A dehydrator is the perfect answer for extending the useful shelf life of meats, fruits, vegetables, mushrooms and herbs without many of the drawbacks of smoking, canning or freezing. Rather than paying hundreds of dollars for a low-capacity machine, I decided to make my own.

I used the Golden Ratio when determining the proportions of the cabinet. This ratio is approximately 3:5, which means that for each three units of width, my cabinet is five units high. I chose final dimensions of 24 inches wide, 24 inches deep and 40 inches high. The inlet screen is 6 inches off the ground to allow for plenty of airflow while minimizing the amount of dust drawn up to clog the screen. To protect the outlet screen from damage, I added a 16-gauge, perforated steel plate to the top. A 20-inch box fan from the local big box store generates airflow.

I decided to make my dehydrator out of oak, and designed it so anyone can build it who has access to a table saw, router, drill, pocket-hole jig and simple hand tools. While not as aesthetically pleasing, one could do away with the need for a router and pocket-hole jig by surface nailing or screwing the cabinet together.
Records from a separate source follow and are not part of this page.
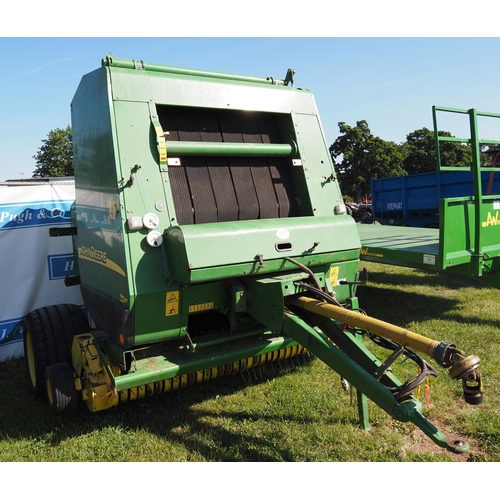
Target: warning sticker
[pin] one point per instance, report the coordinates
(334, 275)
(201, 307)
(172, 305)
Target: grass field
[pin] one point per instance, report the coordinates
(301, 414)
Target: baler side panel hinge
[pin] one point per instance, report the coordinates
(161, 143)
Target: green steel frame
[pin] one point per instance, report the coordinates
(467, 242)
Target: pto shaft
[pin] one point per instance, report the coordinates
(445, 353)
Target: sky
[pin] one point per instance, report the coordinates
(389, 81)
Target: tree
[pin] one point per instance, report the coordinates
(55, 157)
(363, 157)
(420, 152)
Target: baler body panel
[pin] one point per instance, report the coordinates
(249, 183)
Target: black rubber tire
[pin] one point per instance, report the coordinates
(60, 386)
(48, 335)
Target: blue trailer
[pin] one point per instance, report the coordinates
(413, 200)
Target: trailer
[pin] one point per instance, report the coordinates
(466, 240)
(210, 238)
(413, 200)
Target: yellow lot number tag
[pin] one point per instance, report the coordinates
(172, 306)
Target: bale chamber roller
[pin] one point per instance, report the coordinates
(209, 234)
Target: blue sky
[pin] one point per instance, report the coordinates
(390, 82)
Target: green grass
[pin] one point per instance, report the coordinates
(298, 415)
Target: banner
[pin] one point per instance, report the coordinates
(33, 265)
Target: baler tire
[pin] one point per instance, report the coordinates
(60, 386)
(48, 335)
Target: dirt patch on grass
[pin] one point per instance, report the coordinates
(418, 441)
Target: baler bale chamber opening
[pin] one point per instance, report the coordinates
(209, 234)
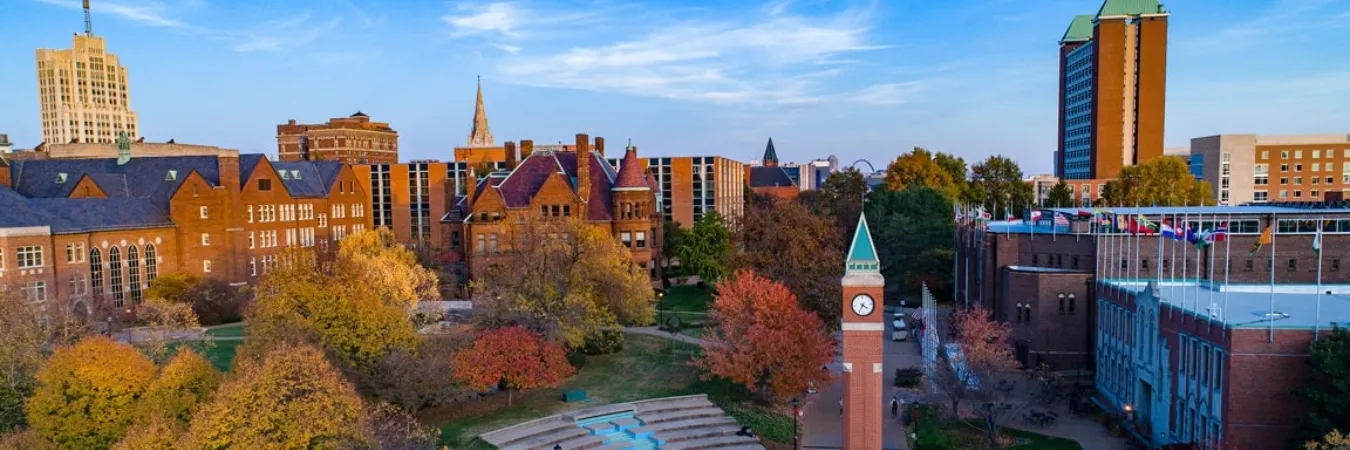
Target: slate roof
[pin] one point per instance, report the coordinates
(770, 177)
(80, 215)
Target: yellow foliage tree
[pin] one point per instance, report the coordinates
(566, 280)
(293, 399)
(87, 393)
(182, 385)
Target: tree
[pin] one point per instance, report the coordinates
(996, 184)
(513, 358)
(182, 385)
(87, 393)
(1164, 181)
(566, 280)
(983, 361)
(785, 242)
(292, 399)
(706, 249)
(1060, 196)
(841, 199)
(918, 168)
(1329, 391)
(913, 233)
(763, 339)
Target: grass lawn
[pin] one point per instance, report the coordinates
(647, 368)
(937, 433)
(234, 330)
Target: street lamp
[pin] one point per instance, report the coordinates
(797, 412)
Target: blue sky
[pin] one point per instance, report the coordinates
(856, 79)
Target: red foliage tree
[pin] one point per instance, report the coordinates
(513, 357)
(763, 339)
This cabinet is Shaker inspired, using stile-and-rail and flat-panel construction. Stiles are the long vertical parts of a frame. The rails are the horizontal pieces that fit into the top and bottom of the stiles to form a frame into which the panels are placed. To allow for seasonal expansion and contraction, only the stiles and rails are glued; the panels are free floating.

The cabinet has two sides, each with two panels, a front and rear base, a flat-panel door, a perforated steel-paneled top, a flat panel on the rear, a bottom frame with a screen and drying racks. I painted the perforated sheet steel, hinges and door handle with an aged copper spray paint. You can use whatever color suits your taste.